Lieve allemaal,
Met regelmaat scroll ik langs de hoogte- en dieptepunten van X. U weet wel, het nieuwe Twitter. Het gezellige blauwe vogeltje is vervangen door een groot kruis, vandaar de naam ‘X’. Mij is nog niet geheel duidelijk of je nu een ‘X-je’ plaatst of dat we het nog steeds hebben over tweets. Maar goed, de hoogte- en dieptepunten zijn vrijwel gelijk gebleven.
Dieptepunten zijn natuurlijk de bizarre haatberichten aan het adres van politici, bekende Nederlanders en eigenlijk iedereen die op enig moment het hoofd iets te ver boven het maaiveld uitsteekt. De ongegeneerde bagger die men loslaat op zo’n medium blijft mij verbazen.
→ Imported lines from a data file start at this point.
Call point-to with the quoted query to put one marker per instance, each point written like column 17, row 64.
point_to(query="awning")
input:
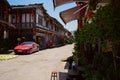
column 4, row 23
column 62, row 2
column 75, row 13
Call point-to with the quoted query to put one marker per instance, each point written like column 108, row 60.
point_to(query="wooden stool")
column 54, row 75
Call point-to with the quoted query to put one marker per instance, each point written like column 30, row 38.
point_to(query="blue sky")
column 48, row 5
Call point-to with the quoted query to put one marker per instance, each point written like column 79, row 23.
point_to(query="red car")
column 26, row 48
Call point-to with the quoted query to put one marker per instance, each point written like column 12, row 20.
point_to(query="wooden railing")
column 24, row 25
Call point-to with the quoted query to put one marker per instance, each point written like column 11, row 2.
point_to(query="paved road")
column 37, row 66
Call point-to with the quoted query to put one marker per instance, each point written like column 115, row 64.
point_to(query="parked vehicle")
column 26, row 48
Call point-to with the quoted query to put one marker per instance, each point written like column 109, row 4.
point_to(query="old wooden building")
column 34, row 24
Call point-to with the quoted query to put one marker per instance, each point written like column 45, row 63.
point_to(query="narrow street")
column 37, row 66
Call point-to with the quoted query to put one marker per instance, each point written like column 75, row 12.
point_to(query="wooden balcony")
column 24, row 25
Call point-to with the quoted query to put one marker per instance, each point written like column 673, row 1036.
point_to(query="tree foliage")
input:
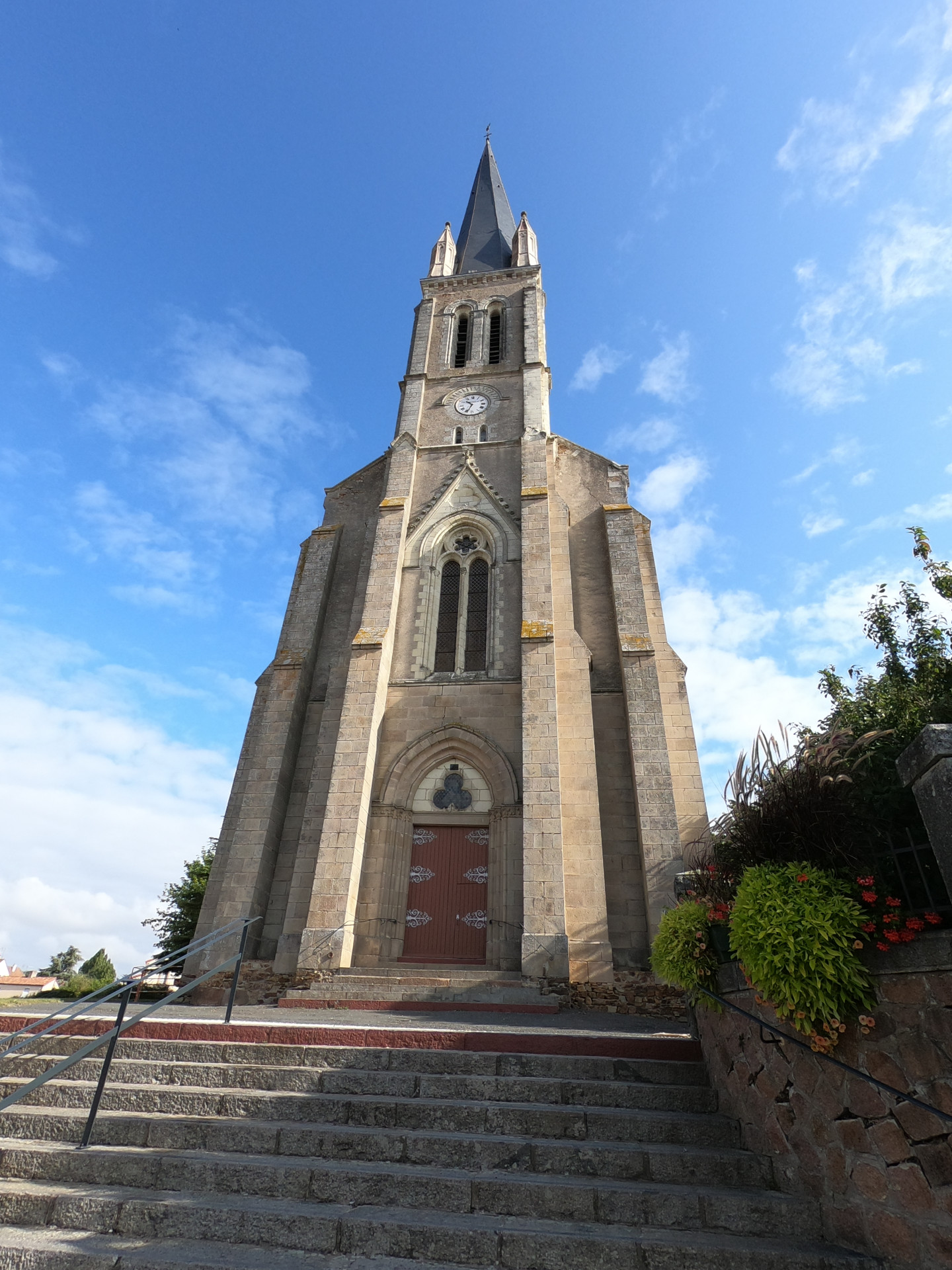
column 63, row 966
column 913, row 689
column 182, row 904
column 99, row 968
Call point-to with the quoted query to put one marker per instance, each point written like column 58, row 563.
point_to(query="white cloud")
column 822, row 523
column 23, row 225
column 666, row 488
column 99, row 808
column 666, row 374
column 218, row 426
column 598, row 362
column 134, row 536
column 691, row 138
column 836, row 144
column 651, row 436
column 842, row 325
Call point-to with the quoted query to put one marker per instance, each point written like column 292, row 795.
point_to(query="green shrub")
column 98, row 967
column 682, row 949
column 796, row 930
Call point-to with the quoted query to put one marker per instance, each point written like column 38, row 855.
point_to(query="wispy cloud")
column 24, row 225
column 836, row 144
column 822, row 523
column 843, row 452
column 216, row 425
column 666, row 375
column 666, row 488
column 686, row 155
column 905, row 261
column 598, row 362
column 651, row 436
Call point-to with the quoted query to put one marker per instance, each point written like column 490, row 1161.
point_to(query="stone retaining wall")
column 881, row 1171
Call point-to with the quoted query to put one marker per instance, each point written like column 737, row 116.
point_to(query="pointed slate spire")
column 487, row 234
column 444, row 255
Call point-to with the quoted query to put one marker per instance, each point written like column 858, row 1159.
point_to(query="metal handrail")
column 855, row 1071
column 122, row 1024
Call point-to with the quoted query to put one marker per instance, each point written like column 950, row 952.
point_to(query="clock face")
column 474, row 403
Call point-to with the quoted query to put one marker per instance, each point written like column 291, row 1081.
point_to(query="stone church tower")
column 474, row 745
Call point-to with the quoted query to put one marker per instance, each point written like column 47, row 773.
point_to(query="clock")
column 474, row 403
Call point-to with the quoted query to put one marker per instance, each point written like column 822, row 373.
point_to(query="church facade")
column 474, row 743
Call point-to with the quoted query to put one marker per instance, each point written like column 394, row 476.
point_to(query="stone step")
column 309, row 1179
column 50, row 1249
column 420, row 1235
column 631, row 1161
column 433, row 968
column 450, row 1062
column 524, row 1119
column 405, row 1085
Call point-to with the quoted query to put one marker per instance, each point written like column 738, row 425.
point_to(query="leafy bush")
column 63, row 966
column 682, row 952
column 175, row 923
column 913, row 690
column 98, row 968
column 803, row 804
column 796, row 930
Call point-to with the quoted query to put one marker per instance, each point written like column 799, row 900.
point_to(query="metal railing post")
column 238, row 972
column 104, row 1071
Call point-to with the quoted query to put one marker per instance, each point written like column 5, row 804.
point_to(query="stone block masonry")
column 880, row 1170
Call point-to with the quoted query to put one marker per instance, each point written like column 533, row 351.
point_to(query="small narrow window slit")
column 462, row 341
column 495, row 338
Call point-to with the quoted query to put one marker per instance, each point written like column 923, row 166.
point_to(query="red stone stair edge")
column 664, row 1048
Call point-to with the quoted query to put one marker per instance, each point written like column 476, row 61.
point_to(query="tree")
column 63, row 966
column 99, row 968
column 177, row 921
column 913, row 690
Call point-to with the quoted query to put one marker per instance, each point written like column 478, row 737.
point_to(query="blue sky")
column 214, row 216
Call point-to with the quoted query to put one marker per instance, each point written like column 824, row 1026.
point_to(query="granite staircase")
column 426, row 987
column 307, row 1158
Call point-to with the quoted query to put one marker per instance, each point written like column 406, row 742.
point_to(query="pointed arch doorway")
column 446, row 904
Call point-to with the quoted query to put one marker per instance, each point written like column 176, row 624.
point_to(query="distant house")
column 23, row 984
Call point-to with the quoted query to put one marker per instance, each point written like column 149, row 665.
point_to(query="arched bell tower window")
column 461, row 345
column 495, row 337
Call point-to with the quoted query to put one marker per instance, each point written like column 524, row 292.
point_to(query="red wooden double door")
column 446, row 901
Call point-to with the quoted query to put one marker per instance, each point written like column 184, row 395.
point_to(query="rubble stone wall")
column 880, row 1169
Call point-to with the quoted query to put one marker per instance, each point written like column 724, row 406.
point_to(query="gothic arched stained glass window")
column 477, row 600
column 447, row 618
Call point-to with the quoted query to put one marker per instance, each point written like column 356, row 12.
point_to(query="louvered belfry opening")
column 462, row 339
column 447, row 618
column 495, row 338
column 476, row 616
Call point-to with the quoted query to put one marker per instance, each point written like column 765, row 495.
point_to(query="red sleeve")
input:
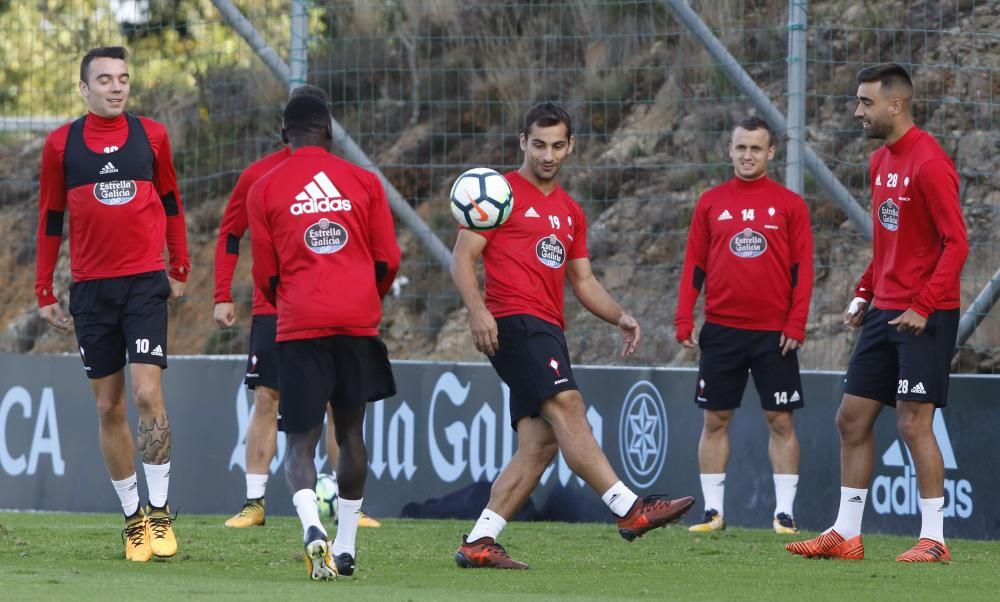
column 51, row 214
column 165, row 181
column 265, row 259
column 802, row 272
column 382, row 238
column 579, row 247
column 693, row 273
column 227, row 246
column 937, row 181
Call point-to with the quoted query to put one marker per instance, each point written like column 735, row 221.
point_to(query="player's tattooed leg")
column 154, row 439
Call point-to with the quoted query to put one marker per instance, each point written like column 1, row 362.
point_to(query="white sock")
column 256, row 485
column 128, row 493
column 619, row 498
column 932, row 518
column 785, row 486
column 158, row 481
column 307, row 509
column 490, row 524
column 347, row 526
column 852, row 509
column 713, row 489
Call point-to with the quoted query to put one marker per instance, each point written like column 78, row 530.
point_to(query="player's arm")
column 468, row 248
column 227, row 250
column 51, row 215
column 794, row 332
column 382, row 238
column 938, row 183
column 863, row 294
column 165, row 181
column 265, row 257
column 692, row 276
column 596, row 299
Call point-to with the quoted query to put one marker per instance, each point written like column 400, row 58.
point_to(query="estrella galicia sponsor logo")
column 550, row 251
column 326, row 237
column 899, row 494
column 118, row 192
column 748, row 243
column 642, row 434
column 888, row 215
Er staan gelukkig heel veel hoogtepunten tegenover. Gevatte tweets over de combinatie van kerst en schoonmoeders, opinies over echt alles, maar een van de meest geliefde onderwerpen blijft toch voetbal. De snelheid waarmee nieuws tot je komt, de eeuwig lieve mensen die iedereen een fijne dag wensen. En dan hebben we nog de real life strubbelingen van Jan en alleman over ouderschap, stoppen met roken, afvallen, de sportschool en wat dies meer zij.
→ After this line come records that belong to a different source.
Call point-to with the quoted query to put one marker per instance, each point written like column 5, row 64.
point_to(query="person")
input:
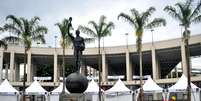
column 78, row 44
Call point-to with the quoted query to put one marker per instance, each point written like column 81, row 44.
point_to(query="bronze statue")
column 78, row 44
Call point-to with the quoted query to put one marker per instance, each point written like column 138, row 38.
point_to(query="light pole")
column 126, row 40
column 152, row 36
column 55, row 42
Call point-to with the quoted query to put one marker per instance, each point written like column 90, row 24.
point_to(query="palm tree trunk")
column 25, row 76
column 187, row 53
column 141, row 89
column 63, row 71
column 99, row 67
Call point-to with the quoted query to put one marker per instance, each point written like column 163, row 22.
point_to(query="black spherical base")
column 76, row 83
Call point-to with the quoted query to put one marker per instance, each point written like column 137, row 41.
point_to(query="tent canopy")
column 181, row 85
column 151, row 86
column 118, row 87
column 59, row 89
column 35, row 89
column 6, row 88
column 92, row 87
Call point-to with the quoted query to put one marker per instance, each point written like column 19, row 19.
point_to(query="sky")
column 83, row 11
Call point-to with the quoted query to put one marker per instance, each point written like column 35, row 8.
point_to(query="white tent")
column 150, row 86
column 58, row 90
column 55, row 93
column 35, row 89
column 7, row 92
column 181, row 86
column 91, row 93
column 118, row 87
column 118, row 92
column 92, row 87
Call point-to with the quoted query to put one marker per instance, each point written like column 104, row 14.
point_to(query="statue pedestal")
column 72, row 97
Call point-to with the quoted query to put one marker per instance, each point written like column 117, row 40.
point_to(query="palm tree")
column 25, row 31
column 140, row 22
column 64, row 27
column 98, row 31
column 186, row 13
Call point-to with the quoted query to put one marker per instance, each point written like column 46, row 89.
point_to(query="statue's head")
column 77, row 32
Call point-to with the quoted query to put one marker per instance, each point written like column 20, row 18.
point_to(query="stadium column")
column 55, row 68
column 29, row 70
column 128, row 66
column 12, row 59
column 155, row 64
column 183, row 58
column 104, row 68
column 1, row 64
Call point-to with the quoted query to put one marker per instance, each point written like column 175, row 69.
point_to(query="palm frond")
column 34, row 20
column 11, row 39
column 135, row 12
column 173, row 12
column 148, row 13
column 127, row 18
column 39, row 30
column 87, row 31
column 95, row 26
column 197, row 19
column 1, row 29
column 156, row 23
column 39, row 38
column 11, row 28
column 89, row 40
column 3, row 44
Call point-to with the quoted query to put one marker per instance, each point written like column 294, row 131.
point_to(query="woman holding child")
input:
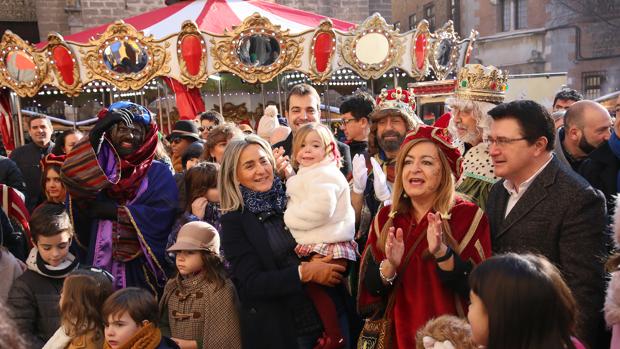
column 420, row 248
column 269, row 277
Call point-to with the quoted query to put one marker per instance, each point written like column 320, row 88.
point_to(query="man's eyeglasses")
column 501, row 141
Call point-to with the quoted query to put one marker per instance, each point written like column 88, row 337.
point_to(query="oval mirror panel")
column 191, row 49
column 125, row 57
column 323, row 48
column 20, row 66
column 64, row 63
column 258, row 50
column 372, row 48
column 443, row 53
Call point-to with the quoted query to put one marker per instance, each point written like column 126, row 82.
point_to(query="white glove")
column 382, row 191
column 360, row 174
Laatst kwam ik een pareltje in een tweet (of is het toch een ‘X-je’?) van The New York Times tegen. Een gedichtje van Danusha Laméris genaamd Small Kindnesses. Ze schrijft over de kleine vriendelijkheden van alledag die we soms tegenkomen. Mensen die hun benen intrekken als je ze passeert in een druk gangpad. Iemand die je helpt je fruit op te rapen als je boodschappentas is gevallen. Want, zo schrijft Danusha, over het algemeen willen we elkaar geen kwaad doen. De momenten waarop we contact maken met elkaar duren kort. Wat nou als we met iedere kleine vriendelijkheid (“neemt u mijn plaats maar” of “gaat u voor”) een soort vluchtige tempel creëren waarin de heilige mens in ons verblijft? En met ’heilige mens’ bedoelt de schrijfster niet de religieuze variant maar de oprechte, diepe vriendelijkheid die ieder van ons in zich heeft.
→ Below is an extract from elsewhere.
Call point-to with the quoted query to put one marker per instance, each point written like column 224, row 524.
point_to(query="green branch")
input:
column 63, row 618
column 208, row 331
Ik denk dat Danusha gelijk heeft. Tenminste, zo ervaar ik dat in Loon op Zand. Voor een ander klaarstaan, aardig zijn, begrip tonen, saamhorigheid. Ik geniet er iedere dag weer van. Dus dat wens ik ons allemaal toe voor 2024. Natuurlijk gezondheid, geluk, veel liefde. En small kindnesses. Want daar gaat het tenslotte om in ons korte contact met elkaar. Vriendelijkheid.
Met vriendelijke groet,
Hanne van Aart
Small Kindnesses
By Danusha Laméris
I’ve been thinking about the way, when you walk
down a crowded aisle, people pull in their legs
to let you by. Or how strangers still say ”bless you”
when someone sneezes, a leftover
from the Bubonic plague. “Don’t die,” we are saying.
And sometimes, when you spill lemons
from your grocery bag, someone else will help you
pick them up. Mostly, we don’t want to harm each other.
We want to be handed our cup of coffee hot,
and to say thank you to the person handing it. To smile
at them and for them to smile back. For the waitress
to call us honey when she sets down the bowl of clam chowder,
and for the driver in the red pick-up truck to let us pass.
We have so little of each other, now. So far
from tribe and fire. Only these brief moments of exchange.
What if they are the true dwelling of the holy, these
fleeting temples we make together when we say, “Here,
have my seat,” “Go ahead — you first,” “I like your hat.”